A questo punto la storia accelera, complice anche l’entrata in scena di un terzo personaggio, Giacoma, la babysitter dei bambini di Cosimo, che diverrà una terza voce narrante, anch’essa con due diverse versioni della sua vita. L’autore non risponde alla domanda se sia meglio “accontentarsi o andare a vedere un sacco di roba che c’è là fuori” perché ogni alternativa presentata non è né migliore né peggiore, ma semplicemente diversa e per questo, Mieli, sul finale del racconto delle due vite, si diverte a sparigliare le carte per cui Cos(i)mo, che ha scelto la vita avventurosa e ricca di eventi lontano da casa e da una routine prestabilita, sente la necessità di recuperare i legami familiari e di amicizia interrotti con la sua partenza, mentre il suo alter ego rimasto al paese a un certo punto sente l’urgenza di vivere in maniera diversa, di avere una vita più “sbadabam”. Questo per farci intendere che, comunque vadano le cose, ci resterà sempre il dubbio che la scelta giusta fosse l’altra, quella che non abbiamo preso.
L’autore pare dire che l’importante è essere liberi di scegliere, avere la consapevolezza di quello che si fa, sapere accettare che il futuro è sempre incerto; scegliere tutto è un’illusione e bisogna rassegnarsi al fatto che ogni vita è necessariamente incompleta. E ci ricorda che tenere tutto sotto controllo non è possibile, poiché a volte sono gli eventi stessi a decidere per noi: la morte, l’amore, gli incontri casuali possono essere snodi decisivi della nostra esistenza, sfuggono al nostro controllo, ma contribuiscono a fare di noi quelli che siamo. Non solo. Lo scrittore (nonché regista) ci riporta alla mente che le persone, anche quelle a noi più vicine, rimarranno sempre in parte sconosciute, coi loro segreti e i loro abissi; che è già ingenuo credere di essere trasparenti a sé stessi, figuriamoci agli altri; che quello che ci succede non può lasciarci uguali a prima, ci cambia e cambiando noi modifichiamo anche, in qualche modo, chi ci vive accanto; che anche le cose che ci capitano tra le mani possono avere un destino diverso a seconda di come ci muoviamo.
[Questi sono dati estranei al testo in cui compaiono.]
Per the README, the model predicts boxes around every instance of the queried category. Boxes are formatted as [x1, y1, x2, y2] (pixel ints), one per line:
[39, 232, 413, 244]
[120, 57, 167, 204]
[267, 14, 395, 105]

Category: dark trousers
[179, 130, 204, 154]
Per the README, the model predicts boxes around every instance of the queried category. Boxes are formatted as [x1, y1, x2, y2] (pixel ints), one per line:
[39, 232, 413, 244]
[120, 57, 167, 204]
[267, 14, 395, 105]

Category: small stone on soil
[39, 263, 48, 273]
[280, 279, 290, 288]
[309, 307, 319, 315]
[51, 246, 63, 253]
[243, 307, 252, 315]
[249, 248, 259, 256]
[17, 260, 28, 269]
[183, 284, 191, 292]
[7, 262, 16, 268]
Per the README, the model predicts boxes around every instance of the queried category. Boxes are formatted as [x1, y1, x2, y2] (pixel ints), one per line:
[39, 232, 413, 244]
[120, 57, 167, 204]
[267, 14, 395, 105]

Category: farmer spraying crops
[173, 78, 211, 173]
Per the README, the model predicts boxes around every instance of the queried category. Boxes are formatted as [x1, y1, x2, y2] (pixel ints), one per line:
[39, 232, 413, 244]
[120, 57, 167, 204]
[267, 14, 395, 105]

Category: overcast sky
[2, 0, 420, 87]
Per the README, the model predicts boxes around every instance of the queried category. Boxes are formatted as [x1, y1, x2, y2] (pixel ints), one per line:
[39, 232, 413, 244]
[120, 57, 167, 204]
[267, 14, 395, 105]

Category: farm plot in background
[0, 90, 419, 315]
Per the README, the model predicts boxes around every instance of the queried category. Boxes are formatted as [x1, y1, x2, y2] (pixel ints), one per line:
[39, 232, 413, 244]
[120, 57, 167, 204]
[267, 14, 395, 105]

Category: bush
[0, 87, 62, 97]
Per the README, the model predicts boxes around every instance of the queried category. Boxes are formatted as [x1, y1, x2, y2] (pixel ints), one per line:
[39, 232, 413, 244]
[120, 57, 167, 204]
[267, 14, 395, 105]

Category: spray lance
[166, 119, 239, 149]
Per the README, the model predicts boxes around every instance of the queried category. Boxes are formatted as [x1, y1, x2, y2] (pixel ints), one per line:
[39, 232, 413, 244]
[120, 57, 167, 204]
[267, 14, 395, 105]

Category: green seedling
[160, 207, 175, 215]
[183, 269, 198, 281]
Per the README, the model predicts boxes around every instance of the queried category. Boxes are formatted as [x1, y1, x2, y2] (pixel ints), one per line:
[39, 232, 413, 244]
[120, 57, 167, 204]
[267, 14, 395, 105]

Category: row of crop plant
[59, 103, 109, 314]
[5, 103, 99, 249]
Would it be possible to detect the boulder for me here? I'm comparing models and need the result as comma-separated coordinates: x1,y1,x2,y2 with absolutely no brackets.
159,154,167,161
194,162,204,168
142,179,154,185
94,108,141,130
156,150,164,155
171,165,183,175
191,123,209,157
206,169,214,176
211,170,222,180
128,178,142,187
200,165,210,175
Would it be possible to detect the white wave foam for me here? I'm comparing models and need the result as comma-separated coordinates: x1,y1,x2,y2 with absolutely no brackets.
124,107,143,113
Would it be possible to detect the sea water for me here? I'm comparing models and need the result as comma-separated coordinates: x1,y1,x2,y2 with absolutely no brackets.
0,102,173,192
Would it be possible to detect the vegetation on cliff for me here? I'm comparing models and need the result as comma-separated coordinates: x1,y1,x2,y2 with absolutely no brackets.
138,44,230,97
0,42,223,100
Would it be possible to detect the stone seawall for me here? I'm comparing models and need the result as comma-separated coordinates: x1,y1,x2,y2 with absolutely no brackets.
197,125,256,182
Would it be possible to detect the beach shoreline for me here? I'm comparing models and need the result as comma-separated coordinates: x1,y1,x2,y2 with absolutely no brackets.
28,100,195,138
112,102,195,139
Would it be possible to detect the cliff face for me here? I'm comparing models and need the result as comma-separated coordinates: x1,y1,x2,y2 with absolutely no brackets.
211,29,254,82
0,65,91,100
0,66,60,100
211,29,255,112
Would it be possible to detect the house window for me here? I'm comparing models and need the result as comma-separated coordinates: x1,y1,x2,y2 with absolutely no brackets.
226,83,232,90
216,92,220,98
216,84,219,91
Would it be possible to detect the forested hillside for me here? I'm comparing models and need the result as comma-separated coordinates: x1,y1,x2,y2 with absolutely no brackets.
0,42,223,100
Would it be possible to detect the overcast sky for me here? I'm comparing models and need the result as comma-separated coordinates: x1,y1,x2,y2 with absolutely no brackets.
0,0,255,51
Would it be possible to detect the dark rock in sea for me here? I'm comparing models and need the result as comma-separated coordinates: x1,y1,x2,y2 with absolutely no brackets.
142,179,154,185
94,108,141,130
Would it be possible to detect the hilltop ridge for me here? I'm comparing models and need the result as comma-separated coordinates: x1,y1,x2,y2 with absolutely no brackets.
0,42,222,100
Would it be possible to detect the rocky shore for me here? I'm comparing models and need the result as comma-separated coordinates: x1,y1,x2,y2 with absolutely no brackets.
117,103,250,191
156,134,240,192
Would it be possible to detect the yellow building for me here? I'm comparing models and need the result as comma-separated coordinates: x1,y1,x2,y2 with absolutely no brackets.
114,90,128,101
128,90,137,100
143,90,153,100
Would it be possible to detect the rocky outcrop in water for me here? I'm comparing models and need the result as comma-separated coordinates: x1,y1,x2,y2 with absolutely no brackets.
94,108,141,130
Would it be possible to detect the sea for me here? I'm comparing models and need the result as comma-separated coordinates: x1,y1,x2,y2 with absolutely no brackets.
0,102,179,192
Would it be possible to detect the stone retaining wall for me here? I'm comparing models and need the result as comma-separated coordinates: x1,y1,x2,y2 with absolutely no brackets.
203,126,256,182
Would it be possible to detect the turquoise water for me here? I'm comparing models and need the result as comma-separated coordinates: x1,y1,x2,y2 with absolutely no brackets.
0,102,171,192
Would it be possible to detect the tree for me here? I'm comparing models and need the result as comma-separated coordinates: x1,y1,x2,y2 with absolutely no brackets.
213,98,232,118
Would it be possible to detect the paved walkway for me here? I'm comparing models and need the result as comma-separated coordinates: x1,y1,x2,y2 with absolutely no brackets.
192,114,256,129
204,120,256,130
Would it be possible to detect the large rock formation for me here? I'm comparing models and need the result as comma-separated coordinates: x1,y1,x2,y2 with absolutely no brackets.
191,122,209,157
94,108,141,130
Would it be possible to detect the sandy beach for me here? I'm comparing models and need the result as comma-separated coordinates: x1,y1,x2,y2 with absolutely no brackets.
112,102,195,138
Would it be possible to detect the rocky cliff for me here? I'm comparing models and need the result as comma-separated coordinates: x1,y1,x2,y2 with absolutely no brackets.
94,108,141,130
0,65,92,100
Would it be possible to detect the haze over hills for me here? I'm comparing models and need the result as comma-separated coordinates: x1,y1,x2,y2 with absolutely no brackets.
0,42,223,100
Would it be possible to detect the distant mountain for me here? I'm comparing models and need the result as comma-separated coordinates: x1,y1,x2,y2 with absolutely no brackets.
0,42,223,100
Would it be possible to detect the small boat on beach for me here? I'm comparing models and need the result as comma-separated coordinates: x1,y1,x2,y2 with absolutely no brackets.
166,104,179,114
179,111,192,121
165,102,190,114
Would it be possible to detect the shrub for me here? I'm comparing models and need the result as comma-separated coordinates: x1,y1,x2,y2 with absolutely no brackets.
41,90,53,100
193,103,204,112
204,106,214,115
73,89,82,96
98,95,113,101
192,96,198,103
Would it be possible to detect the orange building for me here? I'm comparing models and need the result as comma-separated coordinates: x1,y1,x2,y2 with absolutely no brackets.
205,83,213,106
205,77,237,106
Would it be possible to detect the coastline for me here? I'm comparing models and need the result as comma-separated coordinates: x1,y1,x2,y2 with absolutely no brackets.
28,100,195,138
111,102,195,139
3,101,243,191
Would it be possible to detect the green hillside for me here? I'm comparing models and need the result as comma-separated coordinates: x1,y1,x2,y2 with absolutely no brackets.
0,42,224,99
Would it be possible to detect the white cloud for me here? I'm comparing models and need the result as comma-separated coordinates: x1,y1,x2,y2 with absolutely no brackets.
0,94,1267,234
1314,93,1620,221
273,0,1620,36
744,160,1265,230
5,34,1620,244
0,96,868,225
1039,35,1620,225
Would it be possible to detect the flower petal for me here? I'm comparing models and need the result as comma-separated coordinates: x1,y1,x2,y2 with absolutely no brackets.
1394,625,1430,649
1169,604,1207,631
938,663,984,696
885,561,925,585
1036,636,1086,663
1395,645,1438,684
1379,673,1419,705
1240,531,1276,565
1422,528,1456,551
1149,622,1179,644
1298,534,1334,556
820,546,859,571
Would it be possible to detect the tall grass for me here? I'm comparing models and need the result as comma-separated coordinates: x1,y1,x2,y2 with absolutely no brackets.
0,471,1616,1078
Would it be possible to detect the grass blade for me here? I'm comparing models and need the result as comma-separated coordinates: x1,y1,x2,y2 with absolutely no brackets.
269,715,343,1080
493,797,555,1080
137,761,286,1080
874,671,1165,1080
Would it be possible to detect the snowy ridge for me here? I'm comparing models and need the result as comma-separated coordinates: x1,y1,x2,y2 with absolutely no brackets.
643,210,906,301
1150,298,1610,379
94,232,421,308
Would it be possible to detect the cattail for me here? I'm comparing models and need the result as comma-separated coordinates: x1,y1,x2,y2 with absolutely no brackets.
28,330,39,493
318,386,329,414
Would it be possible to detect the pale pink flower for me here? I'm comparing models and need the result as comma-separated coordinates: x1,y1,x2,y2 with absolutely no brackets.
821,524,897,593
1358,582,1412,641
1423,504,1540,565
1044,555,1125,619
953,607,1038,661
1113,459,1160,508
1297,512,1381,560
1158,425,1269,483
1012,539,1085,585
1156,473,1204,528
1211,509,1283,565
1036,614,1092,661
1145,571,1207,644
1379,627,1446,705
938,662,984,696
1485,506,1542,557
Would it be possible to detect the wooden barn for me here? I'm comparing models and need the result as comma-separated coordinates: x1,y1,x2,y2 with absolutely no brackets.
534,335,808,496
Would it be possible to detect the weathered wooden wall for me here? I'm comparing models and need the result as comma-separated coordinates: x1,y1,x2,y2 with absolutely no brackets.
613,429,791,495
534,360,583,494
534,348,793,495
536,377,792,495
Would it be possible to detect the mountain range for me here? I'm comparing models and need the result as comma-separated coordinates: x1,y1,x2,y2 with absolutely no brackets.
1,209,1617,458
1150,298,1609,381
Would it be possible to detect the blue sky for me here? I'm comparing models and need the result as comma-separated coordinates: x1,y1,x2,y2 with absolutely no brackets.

Ogni vita è però un’avventura, sia la vita che stiamo vivendo, sia quella che abbiamo sognato.
Per tutta la lettura del libro, mi è riecheggiata in testa l’eco della canzone di Battiato La stagione dell’amore – “Ne abbiamo avute di occasioni, perdendole, non rimpiangerle, non rimpiangerle mai”– e la parte iniziale del bel film dello stesso Valerio Mieli – Ricordi? – in cui i due protagonisti, una coppia di fidanzati, raccontano in due diverse versioni il loro primo incontro a una festa, sdoppiandolo e rivelando, di lui, una visione della vita malinconica e tormentata a differenza di quella di lei, allegra, serena e positiva.